Narin’in ölümünden sonra açılan soruşturma, itirafçı Nevzat Bahtiyar’ın ifadeleriyle yeni boyutlar kazandı. Bahtiyar’ın verdiği bilgiler doğrultusunda Narin’in kaybolduğu gün köy dışına çıkarıldığı tespit edildi. Ancak bazı aile üyeleri ve mahalledeki diğer kişiler tarafından verilen ifadeler, olayın üzerini örtmeye çalışan çelişkili beyanlarla dolu olduğu gerekçesiyle dikkat çekti.
Narin Güran’ın kaybı, Tavşantepe Mahallesi'nde daha önce yaşanan benzer ölümlerle de ilişkilendirildi.
Narin’in ablası Tülin Güran’ın da 7 yaşında şüpheli bir şekilde hayatını kaybettiği ve bu olaya dair herhangi bir otopsi işleminin yapılmadığı iddiaları üzerine, Diyarbakır Cumhuriyet Savcılığı Tülin’in ölümünü de yeniden araştırmaya başladı. Ayrıca Narin'in iki kuzeninin de intihar ettiği ya da intihar girişiminde bulunduğu yönündeki bilgiler kamuoyunda dikkat çekti.
Ceylan Akça, olayın büyüklüğünü vurgulayarak, Tavşantepe Mahallesindeki çocuk ölümlerinin araştırılması için Meclis Araştırması açılmasını talep etti.
Bu talep, sadece Narin Güran’ın ölümü değil, bölgedeki diğer şüpheli çocuk ölümlerinin de incelenmesini hedefliyor. Aynı zamanda, Türkiye genelinde çocuk kayıpları ve ölümleriyle ilgili olarak veri eksikliğine dikkat çekiliyor.

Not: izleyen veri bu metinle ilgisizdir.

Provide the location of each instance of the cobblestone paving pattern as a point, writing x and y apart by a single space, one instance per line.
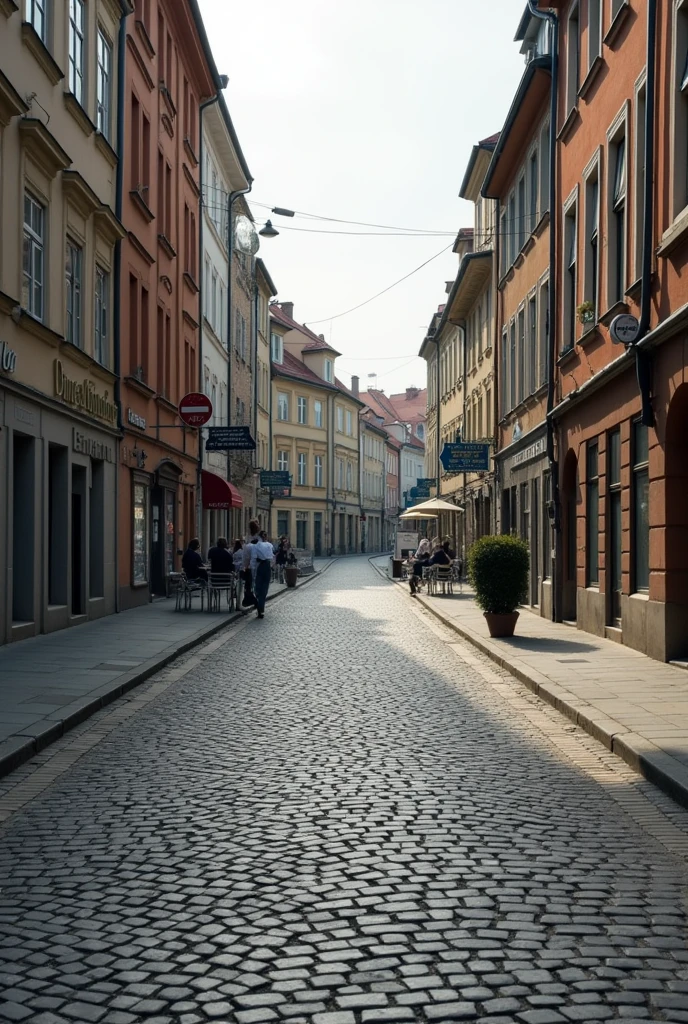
335 818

Akça, Birleşmiş Milletler Çocuk Hakları Komitesi’nin Türkiye'ye yönelik uyarılarına rağmen, Türkiye İstatistik Kurumu'nun (TÜİK) kayıp çocuklara dair güncel veriler paylaşmadığını belirtti. Son verilere göre 2008-2016 yılları arasında Türkiye’de 104.531 çocuk kayboldu; ancak bu çocukların akıbeti konusunda yeterli bilgi paylaşılmadı.